Patients may be enrolled by their HCP on a named patient basis or alternatively, access can be provided through more formalised cohort or group expanded access programs, for which there is a defined treatment protocol. Our experience in this area suggests that EAP eligibility criteria is kept wider than the clinical trial criteria, but narrower than the anticipated label or reimbursement criteria, as this helps ensure sustainable long-term access to the treatment post approval.  

Attention also needs to be given to ensuring that there is a plan in place to support patients in countries in which there is no current access mechanism available. Durbin often sees “medical tourism” occurring within expanded access programs, where patients will travel for access to an EAP site in a country in which it is available. This represents some obvious post-launch reimbursement issues and must be accounted for in the planning and criteria of the program.  

There is also the argument of neglecting the opportunity to help a patient in need, which is a pivotal part of any early access mechanism. So instead, there is a case for EAPs to be offered as broadly as possible, across countries and locations, increasing accessibility and broadening the potential for new commercial markets.  

Naturally, there will be certain challenges in providing a truly global EAP, but with support from a partner with global experience, these challenges can be mitigated and accounted for in the initial EAP design.   

Real world data capture  

Although the primary purpose of an EAP is not to collect data, an increasing number of organizations and governing bodies are beginning to recognize the value of the real-world insight such programs provide when reviewing new drug applications and determining reimbursement. Therefore, real world data capture opportunities during a program should also be considered early in the EAP planning and design phase.  

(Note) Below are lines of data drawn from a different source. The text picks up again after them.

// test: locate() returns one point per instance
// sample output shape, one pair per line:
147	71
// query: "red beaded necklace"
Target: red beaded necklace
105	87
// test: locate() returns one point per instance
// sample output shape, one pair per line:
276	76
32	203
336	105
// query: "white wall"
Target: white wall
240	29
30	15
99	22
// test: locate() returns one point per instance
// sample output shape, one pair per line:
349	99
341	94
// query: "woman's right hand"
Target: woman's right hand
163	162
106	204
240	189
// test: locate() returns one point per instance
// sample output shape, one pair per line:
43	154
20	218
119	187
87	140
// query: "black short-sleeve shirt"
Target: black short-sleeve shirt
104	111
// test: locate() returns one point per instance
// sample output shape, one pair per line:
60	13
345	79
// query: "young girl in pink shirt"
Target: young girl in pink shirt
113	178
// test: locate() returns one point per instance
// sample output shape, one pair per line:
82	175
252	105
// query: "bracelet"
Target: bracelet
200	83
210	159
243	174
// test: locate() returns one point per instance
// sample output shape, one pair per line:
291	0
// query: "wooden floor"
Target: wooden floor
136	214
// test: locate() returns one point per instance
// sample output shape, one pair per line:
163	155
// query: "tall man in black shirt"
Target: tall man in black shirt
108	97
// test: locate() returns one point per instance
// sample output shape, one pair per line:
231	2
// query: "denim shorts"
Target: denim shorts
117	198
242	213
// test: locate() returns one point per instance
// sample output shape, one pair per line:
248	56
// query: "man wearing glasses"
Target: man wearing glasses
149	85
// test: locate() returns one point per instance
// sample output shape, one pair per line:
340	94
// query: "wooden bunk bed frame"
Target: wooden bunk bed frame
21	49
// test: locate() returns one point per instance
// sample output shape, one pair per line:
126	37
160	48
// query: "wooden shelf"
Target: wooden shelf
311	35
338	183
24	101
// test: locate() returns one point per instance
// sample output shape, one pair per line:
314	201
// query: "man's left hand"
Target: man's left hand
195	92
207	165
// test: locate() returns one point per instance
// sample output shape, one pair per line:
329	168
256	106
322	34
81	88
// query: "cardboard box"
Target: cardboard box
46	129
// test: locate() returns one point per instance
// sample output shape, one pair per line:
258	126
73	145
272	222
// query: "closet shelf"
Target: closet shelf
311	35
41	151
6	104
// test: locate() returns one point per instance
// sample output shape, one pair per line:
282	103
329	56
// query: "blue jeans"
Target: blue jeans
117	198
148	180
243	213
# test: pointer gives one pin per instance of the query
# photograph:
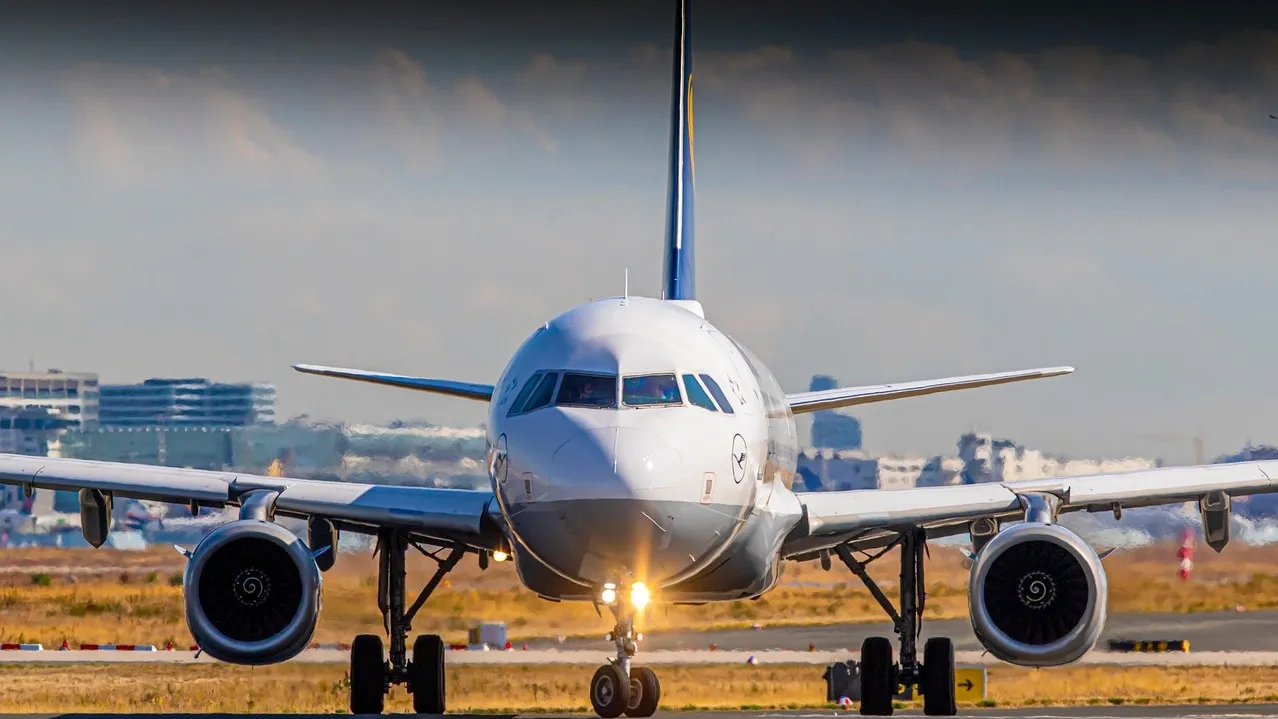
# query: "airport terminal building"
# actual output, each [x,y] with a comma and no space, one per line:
[185,402]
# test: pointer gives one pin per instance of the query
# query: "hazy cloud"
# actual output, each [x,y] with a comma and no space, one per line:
[878,212]
[145,125]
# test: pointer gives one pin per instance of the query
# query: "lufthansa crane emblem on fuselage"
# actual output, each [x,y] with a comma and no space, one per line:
[500,464]
[739,459]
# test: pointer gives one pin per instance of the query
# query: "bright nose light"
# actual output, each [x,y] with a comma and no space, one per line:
[639,595]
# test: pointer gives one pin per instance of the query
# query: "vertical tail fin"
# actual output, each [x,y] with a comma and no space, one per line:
[679,276]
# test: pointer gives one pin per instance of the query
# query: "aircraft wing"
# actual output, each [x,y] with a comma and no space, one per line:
[465,390]
[846,396]
[445,515]
[868,515]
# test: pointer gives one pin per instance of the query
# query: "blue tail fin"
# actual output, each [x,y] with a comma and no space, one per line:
[679,276]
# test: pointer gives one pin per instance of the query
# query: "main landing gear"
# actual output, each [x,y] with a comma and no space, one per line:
[617,687]
[882,680]
[371,674]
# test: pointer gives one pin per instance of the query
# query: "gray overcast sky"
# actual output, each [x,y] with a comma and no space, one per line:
[885,192]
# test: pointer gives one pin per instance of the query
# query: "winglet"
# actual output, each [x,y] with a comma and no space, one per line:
[464,390]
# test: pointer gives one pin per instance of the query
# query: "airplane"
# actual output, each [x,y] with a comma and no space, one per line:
[638,454]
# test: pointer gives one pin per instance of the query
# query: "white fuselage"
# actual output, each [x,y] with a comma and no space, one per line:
[631,441]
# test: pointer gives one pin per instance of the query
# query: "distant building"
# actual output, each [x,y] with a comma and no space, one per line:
[197,447]
[31,431]
[1002,460]
[980,459]
[839,470]
[68,395]
[185,402]
[831,429]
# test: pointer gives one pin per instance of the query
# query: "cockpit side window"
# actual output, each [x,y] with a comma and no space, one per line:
[651,390]
[545,392]
[524,393]
[717,392]
[697,395]
[588,391]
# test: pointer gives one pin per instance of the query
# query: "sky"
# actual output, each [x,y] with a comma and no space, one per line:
[886,192]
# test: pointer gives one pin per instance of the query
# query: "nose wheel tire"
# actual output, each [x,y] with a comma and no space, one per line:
[610,691]
[644,692]
[938,678]
[878,677]
[426,674]
[367,676]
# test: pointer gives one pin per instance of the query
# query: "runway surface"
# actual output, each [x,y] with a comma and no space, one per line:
[1216,639]
[1207,631]
[596,657]
[1237,711]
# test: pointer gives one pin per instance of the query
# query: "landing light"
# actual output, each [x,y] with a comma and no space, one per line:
[639,595]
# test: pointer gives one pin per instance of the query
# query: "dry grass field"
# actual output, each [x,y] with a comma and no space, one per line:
[323,688]
[49,595]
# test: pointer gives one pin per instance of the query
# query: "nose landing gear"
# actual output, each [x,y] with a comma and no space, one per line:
[617,687]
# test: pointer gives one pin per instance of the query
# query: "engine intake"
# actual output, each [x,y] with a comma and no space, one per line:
[252,593]
[1037,595]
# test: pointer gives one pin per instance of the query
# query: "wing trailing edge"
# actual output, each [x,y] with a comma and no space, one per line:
[847,396]
[464,390]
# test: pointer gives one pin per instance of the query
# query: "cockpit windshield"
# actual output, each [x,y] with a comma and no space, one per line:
[588,391]
[651,390]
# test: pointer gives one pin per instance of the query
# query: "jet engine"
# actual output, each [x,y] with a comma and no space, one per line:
[252,593]
[1037,595]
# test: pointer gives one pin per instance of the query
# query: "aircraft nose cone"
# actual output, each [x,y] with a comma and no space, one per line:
[615,461]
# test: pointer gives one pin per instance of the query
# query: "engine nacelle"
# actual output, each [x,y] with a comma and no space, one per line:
[1038,595]
[252,593]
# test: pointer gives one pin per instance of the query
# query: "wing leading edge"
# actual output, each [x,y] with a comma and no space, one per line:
[449,515]
[464,390]
[847,396]
[835,517]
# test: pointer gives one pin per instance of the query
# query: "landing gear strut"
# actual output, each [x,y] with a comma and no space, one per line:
[371,674]
[617,687]
[882,680]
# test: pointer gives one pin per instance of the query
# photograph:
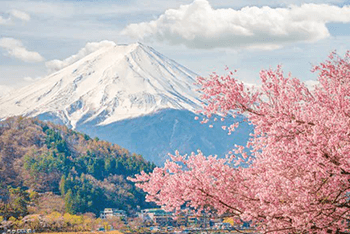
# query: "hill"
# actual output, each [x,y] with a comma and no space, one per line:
[130,95]
[89,174]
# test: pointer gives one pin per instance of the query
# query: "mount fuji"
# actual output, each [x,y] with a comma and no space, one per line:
[130,95]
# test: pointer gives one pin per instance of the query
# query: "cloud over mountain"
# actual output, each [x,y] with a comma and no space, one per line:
[15,48]
[56,65]
[14,15]
[199,25]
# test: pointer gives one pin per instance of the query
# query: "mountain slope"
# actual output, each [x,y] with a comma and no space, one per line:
[45,157]
[129,95]
[111,84]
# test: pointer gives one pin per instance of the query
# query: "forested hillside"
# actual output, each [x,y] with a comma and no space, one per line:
[88,174]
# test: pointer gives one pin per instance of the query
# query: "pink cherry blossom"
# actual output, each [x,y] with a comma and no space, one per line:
[298,176]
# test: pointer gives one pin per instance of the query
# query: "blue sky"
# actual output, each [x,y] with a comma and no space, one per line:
[203,35]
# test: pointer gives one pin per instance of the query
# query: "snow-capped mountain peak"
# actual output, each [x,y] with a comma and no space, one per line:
[108,85]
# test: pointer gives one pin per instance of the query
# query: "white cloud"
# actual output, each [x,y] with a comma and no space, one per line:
[198,25]
[4,90]
[15,48]
[55,65]
[14,15]
[20,15]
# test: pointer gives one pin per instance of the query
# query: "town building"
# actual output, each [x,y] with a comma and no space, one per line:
[111,212]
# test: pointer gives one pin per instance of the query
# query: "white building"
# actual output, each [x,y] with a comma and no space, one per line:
[111,212]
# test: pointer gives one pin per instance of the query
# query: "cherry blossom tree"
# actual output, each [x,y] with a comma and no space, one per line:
[298,174]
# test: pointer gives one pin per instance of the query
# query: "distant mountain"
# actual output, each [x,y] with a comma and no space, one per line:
[127,94]
[89,174]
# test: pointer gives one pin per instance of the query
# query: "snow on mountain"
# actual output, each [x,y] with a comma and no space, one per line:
[113,83]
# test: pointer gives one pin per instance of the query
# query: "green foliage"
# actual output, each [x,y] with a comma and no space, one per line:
[90,174]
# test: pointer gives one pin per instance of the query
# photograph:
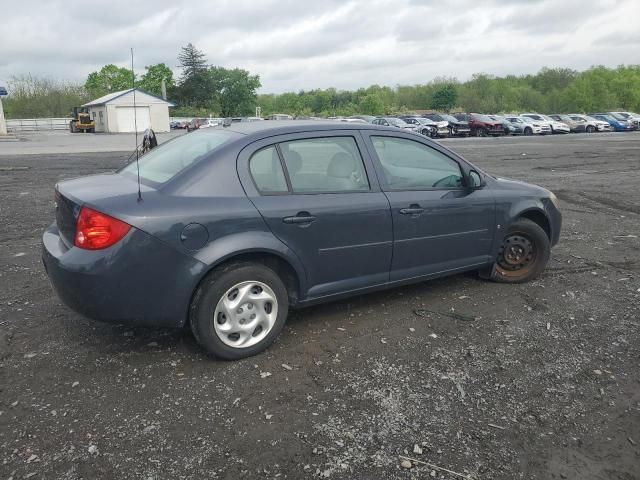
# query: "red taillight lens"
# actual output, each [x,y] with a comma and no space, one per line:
[95,230]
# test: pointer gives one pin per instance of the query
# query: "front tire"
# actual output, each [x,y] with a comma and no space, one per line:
[238,310]
[524,253]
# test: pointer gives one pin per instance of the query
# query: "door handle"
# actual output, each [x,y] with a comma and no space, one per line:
[302,218]
[414,209]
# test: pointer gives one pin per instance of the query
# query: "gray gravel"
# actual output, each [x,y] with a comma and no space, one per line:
[543,384]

In rare disease circumstances this makes perfect sense as there are few other chances to learn about the disease and associated treatments. Any compliant opportunity that arises, whether that be through an EAP or not, should be considered in order to improve our overall understanding of both the disease progression and therapy in the rare disease population.  

Real world data collection during EAPs enables manufacturers, HCPs and patients alike to generate valuable real world evidence. This real world evidence, in turn, can be used for a wide range of potential purposes, with some exciting new approaches already being looked at...   

It is clear EAPs are complex with various stakeholders and activities involved. But with Durbin’s unique approach to program design and management, underpinned by this playbook for success, we can ensure any challenges are lessened, if not avoided all together.